Each chapter explores a different soundscape and the animals that contribute to it, revealing how their voices have evolved to help them survive in that environment as part of “the great concert of life”. From Mediterranean scrubland and rainforests, to the extremes of the Arctic (“the most hostile environment I’ve ever been in”), animals use the sound-transmitting properties of air or water to communicate, in order “to find a partner, to defend a territory, to signal the presence of a predator or food source, to collaborate in hunting, and to recognize and interact with members of the group”.

He shows that their communications are comparable to our own, though our articulated language reveals an extraordinary complexity, reflecting the unprecedented range of our social interactions.
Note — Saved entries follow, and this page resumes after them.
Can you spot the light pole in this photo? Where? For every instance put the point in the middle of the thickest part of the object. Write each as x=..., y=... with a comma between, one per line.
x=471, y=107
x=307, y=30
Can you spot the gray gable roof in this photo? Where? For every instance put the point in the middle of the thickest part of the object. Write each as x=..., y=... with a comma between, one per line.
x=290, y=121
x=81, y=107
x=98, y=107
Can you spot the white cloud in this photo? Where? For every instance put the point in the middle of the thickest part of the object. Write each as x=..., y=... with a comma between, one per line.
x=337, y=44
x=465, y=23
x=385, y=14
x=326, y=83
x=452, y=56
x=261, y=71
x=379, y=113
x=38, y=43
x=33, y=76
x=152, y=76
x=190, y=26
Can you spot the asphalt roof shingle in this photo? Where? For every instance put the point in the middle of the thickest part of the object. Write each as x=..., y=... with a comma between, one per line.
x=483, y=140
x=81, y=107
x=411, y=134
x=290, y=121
Nevertheless, he argues that animal communications can indeed be described as a language, albeit not a single one: there are, he says, as many languages as there are animals using sounds to exchange information.

Mathevon’s book reveals the often-ground-breaking experiments he and his fellow bioacousticians have conducted to decipher the meanings of the signals in animal sounds and how this relates to their behaviour. One of these experiments involved working in a Brazilian swamp to study the communications between jacaré caiman mothers and their young, research which involved catching a newborn caiman. However, Mathevon is seemingly unfazed by the risks he took for this experiment, noting drily: “we made it out in one piece and got good recordings”. His survey of this intriguing field offers a fascinating insight into the dedication and ceaseless curiosity of the scientific mind, and Mathevon’s enthusiasm for the “worlds of sound” that surround us is certainly contagious.